Станционный смотритель ответил, что у него есть экипаж, но нанять его нельзя, поскольку он выставлен на продажу. Что же до лошадей, то тут у него большой выбор.
— Если экипаж не слишком дорогой, — предложил проезжий, — и мне подойдет, я могу купить его.
— Тогда посмотрите его.
И проезжий последовал за станционным смотрителем; экипаж оказался похож на открытый кабриолет, но на улице было жарко и отсутствие крыши превращалось из неудобства в преимущество.
Молодой человек путешествовал один, все его имущество составляли дорожный сундук и кожаный кошелек…
Начали обсуждать цену, и молодой человек торговался скорее для очистки совести, чем ради снижения цены.
Сошлись на сумме в восемьсот франков.
Проезжий распорядился подать экипаж к выходу и запрячь лошадей. Пока он лично наблюдал за тем, как почтарь закреплял ремнями сундук позади экипажа, к смотрителю обратился гусарский офицер, стоя в дверях и с полнейшим безразличием к тому, чем занят почтарь; ему нужно было того же, что и опередившему его путешественнику.
— Можно у тебя нанять лошади и экипаж?
— Остались только лошади, — стоически ответил станционный смотритель.
— А что ты сделал со своими экипажами?
— Последний я продал господину, которому сейчас запрягают.
— По закону у вас всегда должен быть наготове хотя бы один экипаж для обслуживания путников.
— Закон! — ответил станционный смотритель. — Что вы называете законом? Наш брат здесь уже давно не признает никаких законов.
И он щелкнул перед офицером пальцами с видом человека, который давно перестал жалеть об исчезновении нравственных устоев в обществе.
Из уст офицера раздалось ругательство, свидетельствовавшее о его большом разочаровании.
Первый путешественник тем временем бросил взгляд на офицера, который оказался красивым молодым человеком двадцати восьми — тридцати лет, с суровым лицом, голубыми глазами, выражавшими одновременно сдержанность и раздражительность; постукивая ногой, офицер бормотал про себя:
— Тысяча чертей, мне, однако, завтра надо быть в Неаполе к пяти вечера, и я бы все отдал, чтобы проделать сейчас шестьдесят лье во весь опор!
— Сударь, — обратился к нему первый с такой учтивостью, благодаря которой люди света могут узнать и различить своих, — я тоже еду в Неаполь.

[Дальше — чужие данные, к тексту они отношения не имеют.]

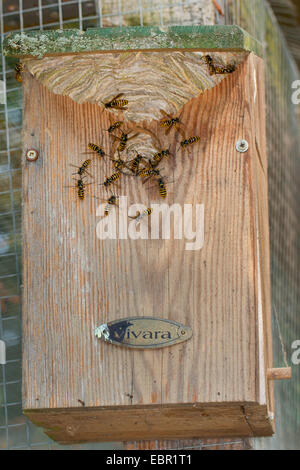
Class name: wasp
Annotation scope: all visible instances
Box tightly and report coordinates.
[104,93,128,111]
[152,149,171,166]
[158,177,167,199]
[15,62,24,83]
[104,195,118,216]
[138,166,159,179]
[66,176,93,200]
[94,194,119,216]
[111,156,126,171]
[102,170,122,188]
[203,55,235,75]
[159,109,183,135]
[111,132,139,152]
[128,207,153,222]
[88,143,105,157]
[129,153,144,175]
[71,159,92,176]
[180,136,200,148]
[107,121,123,134]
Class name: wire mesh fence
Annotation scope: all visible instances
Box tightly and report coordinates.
[0,0,300,449]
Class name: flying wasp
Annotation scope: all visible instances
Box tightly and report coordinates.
[180,136,200,148]
[159,109,183,135]
[104,93,128,111]
[203,55,236,75]
[70,159,92,176]
[138,166,159,183]
[95,194,119,216]
[102,170,122,188]
[65,176,93,200]
[128,207,153,222]
[88,143,105,157]
[15,62,24,83]
[151,149,171,166]
[129,153,144,175]
[111,155,126,171]
[111,132,139,152]
[107,121,123,134]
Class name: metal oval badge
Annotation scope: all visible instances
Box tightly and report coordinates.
[95,317,192,349]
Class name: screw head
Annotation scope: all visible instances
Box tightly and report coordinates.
[26,149,39,162]
[235,139,249,153]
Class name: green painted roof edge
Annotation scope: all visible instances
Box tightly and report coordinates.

— Да, но вы, вы едете в экипаже, — с грубоватой непринужденностью ответил офицер.
— Именно в нем я и собираюсь предложить вам место рядом со мной.
— Простите, сударь, — ответил офицер, сменив тон и вежливо поклонившись, — но я не имею чести вас знать.
— Зато я знаю вас; вы носите мундир, капитана третьего гусарского полка генерала Лассаля, одного из самых храбрых полков в армии.
— Но это не может быть основанием, чтобы я, пренебрегая приличиями, принял ваше предложение.
— Я вижу, что вас смущает, сударь, и готов прийти вам на выручку; мы разделим наши расходы пополам.
— Ну что ж, — ответил гусарский офицер, — в конце концов, это единственный экипаж, на который теперь приходится рассчитывать.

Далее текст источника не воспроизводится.